Regina Morgan addressed the court from behind a lectern. “I feel left behind … in the face of this enormous void, totally unprepared,” she said.
“Paul was my brother, first and foremost, but he was also my medical adviser, my recreation director, my sounding board, and one of my biggest supporters for as long as I can remember.”
Prosecutor Clement and defence lawyer Richard Stern presented the judge with a joint position that Meawasige-Moore should receive a sentence of seven years in prison.
Clement told Ontario Court Justice Timothy Breen that “despite the fact it was a crime of extreme violence,” court must also consider several Gladue factors relating to Meawasige-Moore’s Indigenous background.
A legacy of the landmark Supreme Court ruling in R. v. Gladue, courts are required to consider as mitigating factors the ways an Indigenous person’s life has been impacted by discrimination before sentencing them to prison.
Morgan’s family supported that Gladue factors should be taken into consideration, Clement said, adding: “I think it is, if nothing else, the legacy of Dr. Morgan.”
Stern told the judge his client “is taking responsibility for this horrible event.” While his “background history clearly played a role in this, it doesn’t excuse his conduct, and he will continue to be paying a price.”

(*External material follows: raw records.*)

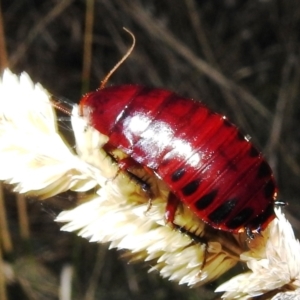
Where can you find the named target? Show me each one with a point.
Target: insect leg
(172, 204)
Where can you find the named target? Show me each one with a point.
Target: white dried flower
(36, 160)
(274, 263)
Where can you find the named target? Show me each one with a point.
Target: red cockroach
(203, 158)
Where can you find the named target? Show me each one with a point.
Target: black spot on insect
(256, 223)
(241, 218)
(178, 174)
(240, 136)
(226, 122)
(264, 170)
(253, 152)
(191, 187)
(206, 200)
(223, 211)
(269, 189)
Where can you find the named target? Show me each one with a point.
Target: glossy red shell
(205, 160)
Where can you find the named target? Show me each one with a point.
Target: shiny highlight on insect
(203, 158)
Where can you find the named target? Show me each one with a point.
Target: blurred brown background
(239, 57)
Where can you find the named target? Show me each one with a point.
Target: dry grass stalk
(121, 204)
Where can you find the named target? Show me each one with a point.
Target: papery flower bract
(273, 261)
(36, 160)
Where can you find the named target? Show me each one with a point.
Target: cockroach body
(203, 158)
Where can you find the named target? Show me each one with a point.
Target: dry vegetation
(239, 57)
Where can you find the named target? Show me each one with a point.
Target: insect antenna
(61, 105)
(105, 80)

The judge agreed seven years was an appropriate sentence in these circumstances and noted, “that’s something of the cruel irony of this case that he (Morgan) was someone who gave so much to the Indigenous community.”

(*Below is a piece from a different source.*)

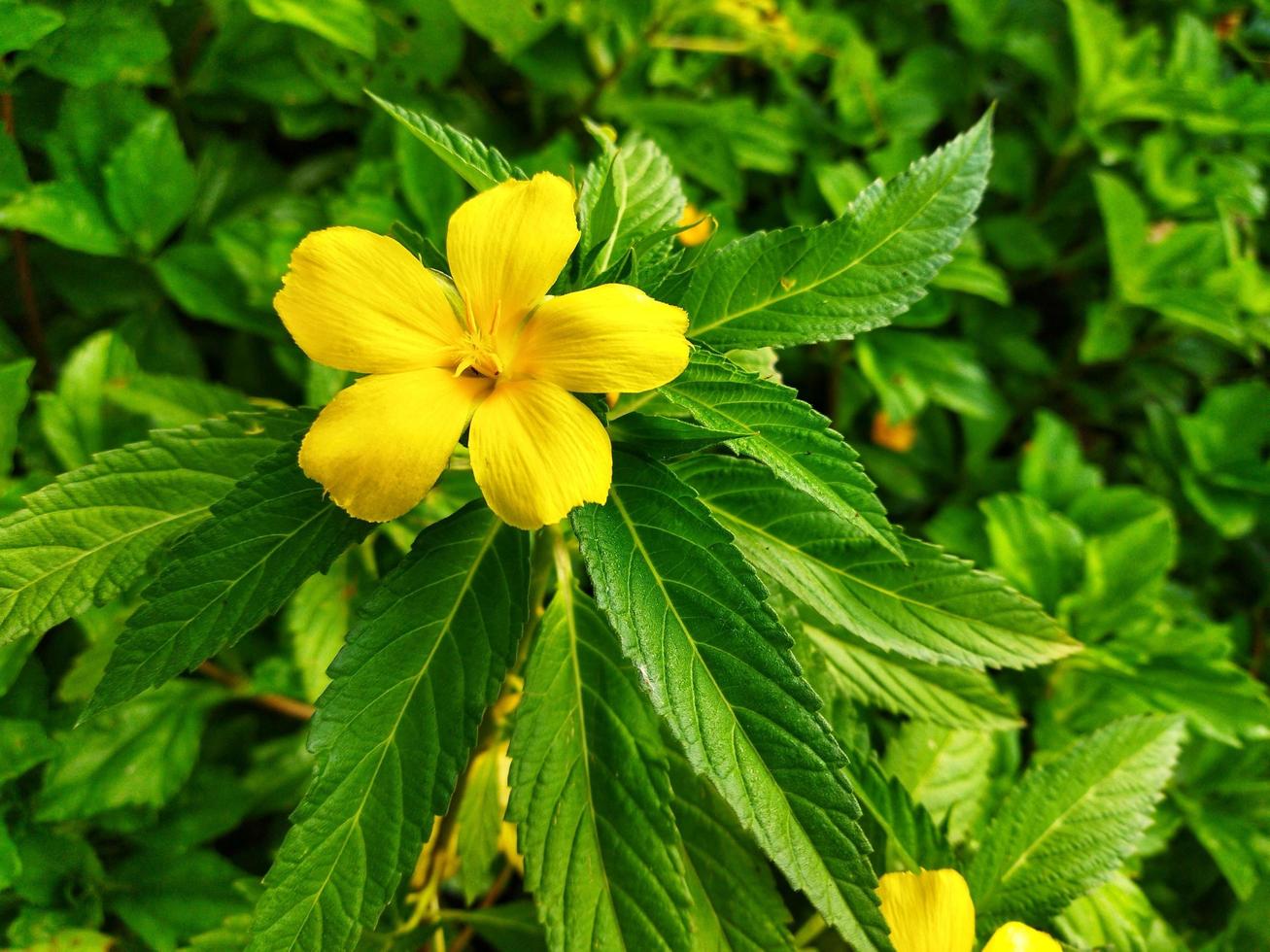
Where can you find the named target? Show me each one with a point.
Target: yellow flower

Meawasige-Moore, who apologized to Morgan’s family and many friends, has slightly less than three years to serve behind bars.
In February 2012, Morgan received the Sovereign’s Medal for Volunteers for supporting breakfast programs, arts activities and sports events for First Nation communities, as well as youth at risk. He had also performed many free oral surgeries during his career, according to the website of the Gov. General of Canada.